Ear infections are a common health problem for dogs, yet they are actually very serious and have the potential to develop into chronic health issues. For this reason, ear infections in dogs must be treated by a veterinarian. The veterinarian is the only one who can properly examine and diagnose the cause of the infection, whether it is due to yeast, bacteria, mites or some other underlying problem. The following steps will guide you through treating an acute ear infection in your dog, including the detection of the ear infection, seeing a veterinarian and applying the proper treatment for your dog at home.
Things You'll Need
- Prescribed ear medication
- Cotton swab or cotton ball
Determine whether your dog has a health problem. Check the dog's ears for a foul odor. Watch to see if the dog shakes his head frequently, or rubs and scratches at his head and ears. Look inside your dog's ears for a redness, swelling or a discharge. These are all common indications that your dog has an ear infection.
Contact a veterinarian to have your dog's ears examined. Only a veterinarian can ascertain the exact cause of the infection. Allow the veterinarian to take a swab of the ear and conduct a thorough examination.

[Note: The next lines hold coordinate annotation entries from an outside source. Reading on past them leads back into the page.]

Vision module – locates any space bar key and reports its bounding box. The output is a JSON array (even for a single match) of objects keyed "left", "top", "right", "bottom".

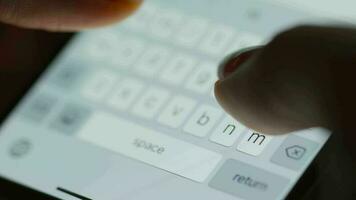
[{"left": 78, "top": 113, "right": 221, "bottom": 182}]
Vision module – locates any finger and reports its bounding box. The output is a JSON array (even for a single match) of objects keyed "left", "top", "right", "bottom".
[
  {"left": 215, "top": 25, "right": 340, "bottom": 133},
  {"left": 0, "top": 0, "right": 141, "bottom": 31}
]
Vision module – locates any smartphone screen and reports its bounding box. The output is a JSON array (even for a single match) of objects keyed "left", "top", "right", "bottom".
[{"left": 0, "top": 0, "right": 330, "bottom": 200}]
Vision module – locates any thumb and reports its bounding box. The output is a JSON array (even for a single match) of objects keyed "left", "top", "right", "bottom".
[{"left": 215, "top": 27, "right": 337, "bottom": 133}]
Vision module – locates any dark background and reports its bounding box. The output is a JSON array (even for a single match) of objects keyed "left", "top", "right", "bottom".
[{"left": 0, "top": 23, "right": 71, "bottom": 120}]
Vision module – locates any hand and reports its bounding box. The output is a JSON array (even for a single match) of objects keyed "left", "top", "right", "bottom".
[
  {"left": 215, "top": 27, "right": 356, "bottom": 199},
  {"left": 0, "top": 0, "right": 141, "bottom": 31}
]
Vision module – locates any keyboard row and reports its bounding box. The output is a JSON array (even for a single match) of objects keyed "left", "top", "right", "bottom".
[
  {"left": 80, "top": 72, "right": 272, "bottom": 156},
  {"left": 119, "top": 4, "right": 263, "bottom": 56}
]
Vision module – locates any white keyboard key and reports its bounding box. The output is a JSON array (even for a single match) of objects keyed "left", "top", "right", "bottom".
[
  {"left": 135, "top": 46, "right": 169, "bottom": 76},
  {"left": 133, "top": 88, "right": 169, "bottom": 119},
  {"left": 175, "top": 18, "right": 208, "bottom": 47},
  {"left": 161, "top": 54, "right": 197, "bottom": 85},
  {"left": 108, "top": 79, "right": 144, "bottom": 110},
  {"left": 150, "top": 9, "right": 183, "bottom": 38},
  {"left": 110, "top": 37, "right": 145, "bottom": 68},
  {"left": 124, "top": 3, "right": 157, "bottom": 31},
  {"left": 86, "top": 30, "right": 120, "bottom": 59},
  {"left": 237, "top": 130, "right": 273, "bottom": 156},
  {"left": 210, "top": 116, "right": 247, "bottom": 147},
  {"left": 226, "top": 33, "right": 263, "bottom": 54},
  {"left": 158, "top": 96, "right": 196, "bottom": 128},
  {"left": 183, "top": 105, "right": 222, "bottom": 137},
  {"left": 185, "top": 62, "right": 218, "bottom": 94},
  {"left": 81, "top": 72, "right": 118, "bottom": 101},
  {"left": 200, "top": 25, "right": 235, "bottom": 56}
]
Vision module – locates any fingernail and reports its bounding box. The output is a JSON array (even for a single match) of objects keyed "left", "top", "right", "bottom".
[{"left": 218, "top": 47, "right": 261, "bottom": 79}]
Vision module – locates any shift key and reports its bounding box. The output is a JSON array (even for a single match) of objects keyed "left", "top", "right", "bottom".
[{"left": 209, "top": 160, "right": 289, "bottom": 200}]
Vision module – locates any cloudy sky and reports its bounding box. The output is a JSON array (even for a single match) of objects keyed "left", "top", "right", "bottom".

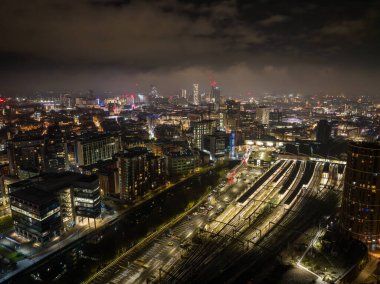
[{"left": 0, "top": 0, "right": 380, "bottom": 97}]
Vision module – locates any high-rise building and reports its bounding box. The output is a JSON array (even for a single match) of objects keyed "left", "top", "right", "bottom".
[
  {"left": 316, "top": 119, "right": 332, "bottom": 144},
  {"left": 193, "top": 84, "right": 200, "bottom": 105},
  {"left": 256, "top": 106, "right": 270, "bottom": 125},
  {"left": 191, "top": 120, "right": 217, "bottom": 149},
  {"left": 43, "top": 125, "right": 68, "bottom": 172},
  {"left": 210, "top": 85, "right": 221, "bottom": 111},
  {"left": 181, "top": 89, "right": 187, "bottom": 99},
  {"left": 202, "top": 131, "right": 231, "bottom": 160},
  {"left": 74, "top": 134, "right": 121, "bottom": 166},
  {"left": 116, "top": 147, "right": 165, "bottom": 201},
  {"left": 341, "top": 142, "right": 380, "bottom": 246},
  {"left": 165, "top": 149, "right": 200, "bottom": 176}
]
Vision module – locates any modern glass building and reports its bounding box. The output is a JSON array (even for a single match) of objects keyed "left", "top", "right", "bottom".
[{"left": 9, "top": 172, "right": 101, "bottom": 243}]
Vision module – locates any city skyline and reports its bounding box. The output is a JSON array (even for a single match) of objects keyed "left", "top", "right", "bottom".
[{"left": 0, "top": 0, "right": 380, "bottom": 97}]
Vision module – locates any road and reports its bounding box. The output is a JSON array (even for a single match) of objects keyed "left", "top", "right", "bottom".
[{"left": 87, "top": 156, "right": 348, "bottom": 283}]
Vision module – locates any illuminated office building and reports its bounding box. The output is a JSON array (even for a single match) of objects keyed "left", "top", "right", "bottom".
[
  {"left": 9, "top": 172, "right": 100, "bottom": 243},
  {"left": 341, "top": 142, "right": 380, "bottom": 245}
]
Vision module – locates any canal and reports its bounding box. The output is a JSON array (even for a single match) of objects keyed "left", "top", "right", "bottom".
[{"left": 11, "top": 161, "right": 238, "bottom": 283}]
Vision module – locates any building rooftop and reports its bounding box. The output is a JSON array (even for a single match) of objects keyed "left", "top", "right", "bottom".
[{"left": 9, "top": 186, "right": 57, "bottom": 205}]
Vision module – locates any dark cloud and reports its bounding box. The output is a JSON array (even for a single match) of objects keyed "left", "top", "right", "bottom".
[{"left": 0, "top": 0, "right": 380, "bottom": 96}]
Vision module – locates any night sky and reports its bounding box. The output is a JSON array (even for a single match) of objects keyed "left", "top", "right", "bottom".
[{"left": 0, "top": 0, "right": 380, "bottom": 97}]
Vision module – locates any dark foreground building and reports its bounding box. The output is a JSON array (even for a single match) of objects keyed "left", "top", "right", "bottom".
[
  {"left": 341, "top": 143, "right": 380, "bottom": 245},
  {"left": 9, "top": 172, "right": 101, "bottom": 242}
]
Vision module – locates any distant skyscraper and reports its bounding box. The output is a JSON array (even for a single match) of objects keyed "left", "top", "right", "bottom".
[
  {"left": 256, "top": 106, "right": 270, "bottom": 125},
  {"left": 341, "top": 142, "right": 380, "bottom": 246},
  {"left": 210, "top": 85, "right": 220, "bottom": 111},
  {"left": 181, "top": 89, "right": 187, "bottom": 99},
  {"left": 149, "top": 85, "right": 160, "bottom": 99},
  {"left": 316, "top": 119, "right": 331, "bottom": 144},
  {"left": 193, "top": 84, "right": 199, "bottom": 105}
]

Listen carefully to the diagnosis and recommended treatment method for your dog's infection. Treatment options can range from medication to surgery, depending upon the exact nature of the infection as determined by laboratory tests.
Clean the dog's ears thoroughly before beginning treatment. This will most likely be done at the medical office by the veterinarian after the examination.
Apply the prescribed medication to the inside of your dog's ear canal. Allow the veterinarian to demonstrate this process by giving your dog the first dose. Ask any questions regarding the proper medication dosage and application for your dog's infection.
Carefully pull your dog's ear flap straight up, holding it taught with one hand.
Apply the prescribed amount of medication into your dog's ear canal. Allow the medication to run straight down the vertical part of your dog's ear canal. Continue to keep his ear flap elevated until the medication has a chance to run all the way down the ear, including both the vertical and horizontal parts of the ear canal.
Gently massage your dog's ear canal after the medication has run all the way down. Use your finger and your thumb, placing your finger at the base of the flap in the front and placing your thumb at the base of the flap in the back.
Listen for a squishy sound as you massage the ear canal. This is an indication that the medication has been applied properly, reaching the horizontal part of the ear canal.
Let go of the ear and allow your dog to shake his head. If the medication is intended to dissolve buildup, some debris may be shaken out of your dog's ears at this time.
Repeat this process with the other ear, if necessary, or with other medications, as prescribed.
Clean your dog's ear canal and ear flap after you have applied all necessary medications. Use a cotton pad or cotton ball with a small amount of rubbing alcohol (70 percent or 90 percent isopropyl).